Das Genre des spannungsgeladenen deutschen Films erlebt ein Comeback in Seriengestalt. Die Vergangenheit ist dabei meist Teil des Plots. Die New York Times hat in diesem Zusammenhang vor kurzem „eine neue Ära des deutschen Fernsehens“ ausgerufen. Vorboten gab es bereits in der Literatur. Es ist nicht lange her, da wurde Hans Falladas Buch von 1947 „Keiner stirbt für sich allein“ ein englischer und hebräischer Bestseller.

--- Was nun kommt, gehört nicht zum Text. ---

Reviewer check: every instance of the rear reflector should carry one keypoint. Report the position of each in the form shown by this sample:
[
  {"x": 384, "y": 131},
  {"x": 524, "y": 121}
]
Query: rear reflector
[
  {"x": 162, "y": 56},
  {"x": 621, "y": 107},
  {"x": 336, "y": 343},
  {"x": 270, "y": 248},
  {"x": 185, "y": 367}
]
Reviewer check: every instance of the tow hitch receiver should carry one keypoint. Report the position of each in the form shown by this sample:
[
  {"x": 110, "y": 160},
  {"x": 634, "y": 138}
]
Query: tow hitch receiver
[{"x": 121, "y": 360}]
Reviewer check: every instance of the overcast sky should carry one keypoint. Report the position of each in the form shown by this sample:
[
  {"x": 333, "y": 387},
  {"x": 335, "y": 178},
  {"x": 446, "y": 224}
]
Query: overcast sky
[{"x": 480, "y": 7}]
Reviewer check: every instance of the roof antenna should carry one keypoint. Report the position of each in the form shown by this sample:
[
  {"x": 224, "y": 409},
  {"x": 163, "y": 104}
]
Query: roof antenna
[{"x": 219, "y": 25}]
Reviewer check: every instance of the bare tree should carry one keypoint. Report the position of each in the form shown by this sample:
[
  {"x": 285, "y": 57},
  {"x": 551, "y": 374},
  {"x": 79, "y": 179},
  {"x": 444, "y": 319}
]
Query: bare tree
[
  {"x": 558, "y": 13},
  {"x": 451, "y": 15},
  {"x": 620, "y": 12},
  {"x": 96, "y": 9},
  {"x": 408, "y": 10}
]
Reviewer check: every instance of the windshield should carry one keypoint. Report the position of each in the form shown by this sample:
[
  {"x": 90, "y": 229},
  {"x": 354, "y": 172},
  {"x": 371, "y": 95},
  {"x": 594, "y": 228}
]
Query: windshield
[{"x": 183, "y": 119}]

Der Erfolg wurde auch mit auf den Titel zurückgeführt, der in den 2009 und 2011 erschienenen Übersetzungen „Allein in Berlin“ heißt. Angebissen hatten damals viele Leserinnen und Leser, die „schon so viel vom ‚neuen Berlin’ gehört hatten, dass sie das alte auf neue Art fasziniert,“ wie es der Literaturkritiker Georg Diez formulierte. In den neuen Netflix-Produktionen wird das Image einer bunt gefächerten toleranten Metropole bedient, die ihre Vergangenheit nicht verdrängt. Es gibt oft einen Chor an verschiedenen Sprachen, Religionen oder ethnischen Zugehörigkeiten. Manche Serien führen zu Begegnungsräumen mit brisanten Themen wie Diversität und Integration. Man kann hier auch von weit her mitfühlen. Eine solche fiktive Großstadt erlaubt und ermöglicht gefühlte Zugehörigkeiten – jenseits von realen Staatszugehörigkeiten und Nationalitäten. Die Frage nach Authentizität ist im Auge des Betrachters. Wer geografisch nah dran ist, kann sich vermutlich am wenigstens damit identifizieren. Was bleibt, ist dann immerhin der Plot. Und wenn er gelungen ist, bietet er die Gelegenheit, uns in diesem Krisenjahr gemeinsam an den Ort, an dem unsere Idee einer Metropole lebt, zurückzuziehen. Damit wird die transnationale Stadtserie zu einer Art neuer Stadtroman des 21. Jahrhunderts.


Dr. Benjamin Nickl
ist Dozent für vergleichende Kultur- und Literaturwissenschaft an der Universität Sydney.

Anne Beier
ist Doktorandin am Institut für Publizistik- und Kommunikationswissenschaft an der Freien Universität Berlin und hat zahlreiche Projekte zur Fernsehprogrammforschung geleitet.